Martin Reck (Lung Clinic Grosshansdorf, Grosshansdorf, Germany) presented exploratory analysis of the AEGEAN trial, which previously reported perioperative durvalumab + neoadjuvant chemotherapy improved pathological complete response (pCR), major pathological response (MPR), and event-free survival (EFS) compared to neoadjuvant chemotherapy among patients with resectable non-small cell lung cancer (NSCLC). Results from the AEGEAN trial and others suggest pCR and MPR after neoadjuvant treatment are promising predictors for improved EFS and OS but can only be evaluated after surgical resection. This current study examined the association of circulating tumor DNA (ctDNA) clearance (CL) from patient plasma samples with pCR and MPR. Plasma samples had been collected during each cycle of neoadjuvant treatment and before surgery, and ctDNA was evaluated from 831 plasma samples from 186 patients (90 patients from durvalumab arm, 96 patients from placebo arm). Decreases in median ctDNA variant allele fractions (VAFs) were observed as early as Day 1 of Cycle 2 of neoadjuvant treatment. A greater reduction in median VAF was observed in the durvalumab arm versus the placebo arm. Among patients who were ctDNA-positive at baseline, all patients with a pCR and more than 90% of patients with an MPR had ctDNA clearance by Day 1 of Cycle 4 of neoadjuvant treatment. Patients without ctDNA clearance after neoadjuvant treatment were unlikely to achieve pCR. Data from this analysis indicate that ctDNA clearance after neoadjuvant treatment with durvalumab and chemotherapy may act as a biomarker of early response and identify patients who benefit from treatment prior to surgical resection. Further analyses of ctDNA from patients in the AEGEAN trial are planned.

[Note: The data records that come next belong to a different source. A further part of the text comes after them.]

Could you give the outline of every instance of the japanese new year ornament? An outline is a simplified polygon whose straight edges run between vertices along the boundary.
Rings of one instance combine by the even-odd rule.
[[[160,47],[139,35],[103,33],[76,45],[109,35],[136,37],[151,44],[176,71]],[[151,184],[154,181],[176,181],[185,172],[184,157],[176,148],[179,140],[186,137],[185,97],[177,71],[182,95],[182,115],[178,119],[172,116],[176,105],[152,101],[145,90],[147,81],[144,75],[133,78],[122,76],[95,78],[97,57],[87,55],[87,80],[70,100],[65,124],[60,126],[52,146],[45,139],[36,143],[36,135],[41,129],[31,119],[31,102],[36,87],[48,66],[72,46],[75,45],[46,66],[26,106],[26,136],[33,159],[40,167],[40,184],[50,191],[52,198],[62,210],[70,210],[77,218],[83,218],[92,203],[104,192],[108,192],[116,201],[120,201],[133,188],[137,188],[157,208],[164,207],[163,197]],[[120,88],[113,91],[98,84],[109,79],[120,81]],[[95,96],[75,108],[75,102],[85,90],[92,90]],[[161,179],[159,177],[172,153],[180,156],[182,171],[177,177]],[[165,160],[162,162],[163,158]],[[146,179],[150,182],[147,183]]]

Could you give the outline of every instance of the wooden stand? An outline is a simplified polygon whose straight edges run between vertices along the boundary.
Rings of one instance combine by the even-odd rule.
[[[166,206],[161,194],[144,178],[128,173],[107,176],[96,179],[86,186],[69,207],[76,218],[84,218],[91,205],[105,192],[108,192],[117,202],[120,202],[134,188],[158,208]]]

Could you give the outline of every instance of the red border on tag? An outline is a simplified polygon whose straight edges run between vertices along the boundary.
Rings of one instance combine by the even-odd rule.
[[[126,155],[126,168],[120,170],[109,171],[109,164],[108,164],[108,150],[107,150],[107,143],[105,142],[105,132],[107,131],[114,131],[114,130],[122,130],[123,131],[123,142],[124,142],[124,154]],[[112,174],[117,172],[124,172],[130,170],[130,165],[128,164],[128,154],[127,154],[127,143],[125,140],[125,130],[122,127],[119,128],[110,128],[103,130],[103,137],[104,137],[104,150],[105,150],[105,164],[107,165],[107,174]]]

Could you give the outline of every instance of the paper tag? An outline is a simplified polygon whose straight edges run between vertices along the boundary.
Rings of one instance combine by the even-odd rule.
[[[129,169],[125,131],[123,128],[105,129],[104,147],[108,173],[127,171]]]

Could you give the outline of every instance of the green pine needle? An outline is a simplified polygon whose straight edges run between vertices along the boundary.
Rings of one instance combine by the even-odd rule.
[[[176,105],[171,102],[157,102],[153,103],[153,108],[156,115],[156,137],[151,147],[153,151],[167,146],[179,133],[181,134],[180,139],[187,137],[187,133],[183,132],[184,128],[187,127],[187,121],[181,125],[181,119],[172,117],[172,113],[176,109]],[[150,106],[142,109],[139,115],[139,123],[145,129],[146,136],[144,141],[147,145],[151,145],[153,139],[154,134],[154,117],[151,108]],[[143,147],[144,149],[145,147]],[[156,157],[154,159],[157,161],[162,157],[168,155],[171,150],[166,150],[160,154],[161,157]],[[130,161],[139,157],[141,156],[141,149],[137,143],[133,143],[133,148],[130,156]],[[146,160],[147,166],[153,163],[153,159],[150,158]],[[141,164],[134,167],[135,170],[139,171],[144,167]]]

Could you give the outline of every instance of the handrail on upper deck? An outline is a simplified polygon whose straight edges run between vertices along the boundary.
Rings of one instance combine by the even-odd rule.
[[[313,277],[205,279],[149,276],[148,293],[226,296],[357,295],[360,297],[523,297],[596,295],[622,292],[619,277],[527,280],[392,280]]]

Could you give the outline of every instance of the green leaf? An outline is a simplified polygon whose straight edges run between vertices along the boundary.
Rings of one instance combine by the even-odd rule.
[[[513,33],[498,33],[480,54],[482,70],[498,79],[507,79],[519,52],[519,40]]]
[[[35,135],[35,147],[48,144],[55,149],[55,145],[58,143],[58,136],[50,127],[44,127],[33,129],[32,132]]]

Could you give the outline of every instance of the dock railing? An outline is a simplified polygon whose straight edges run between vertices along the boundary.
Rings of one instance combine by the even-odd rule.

CLDN6 CAR T cells combined with a CAR T cell-amplifying RNA vaccine in solid tumors

LBA35. BNT211-01: Interim results from a repeat dose escalation study of CLDN6 CAR-T cells manufactured with an automated process ± a CLDN6-encoding CAR-T cell-amplifying RNA Vaccine (CARVac)

John B. Haanen (Netherlands Cancer Institute, Amsterdam, Netherlands) reported interim results from BNT2111-01, which investigated CAR T cells targeting CLDN6 with and without a CAR T cell-amplifying RNA vaccine (CARVac). CLDN6 is an ideal target for CAR T cells in solid tumors, as it is absent in healthy adult tissues. Prior studies indicate treatment with manually manufactured CLDN6 CAR T cells and CARVac show promise against relapsed/refractory CLDN6+ tumors. In this study, 44 patients (17 with ovarian cancer and 16 with germ cell tumors) were dosed with CAR T cells at four dose levels, and CAR T cells were manufactured by an automated process. 68% of patients experienced treatment emergent adverse events of grade 3 or higher, and toxicities were more common at higher CAR T cell dose levels. 38 patients were evaluable for efficacy; the objective response rate (ORR) was 44.7%, and disease control rate (DCR) was 73.7%. Among patients who received dose level 2 (DL2) of 1 x 108 CAR T cells (n=27), ORR was 59% and DCR was 95%. Responses of patients in the DL2 cohort deepened over time, and CAR T cell persistence was improved in patients who received CARVac, with CAR T cells detected in several patients up to 100 days after infusion. CLDN6 CAR T cells combined with CAR Vac shows promising results with regards to safety and efficacy. Work to identify the recommended phase 2 dose of CLDN6 CAR T cells for a clinical trial in germ cell tumors is ongoing.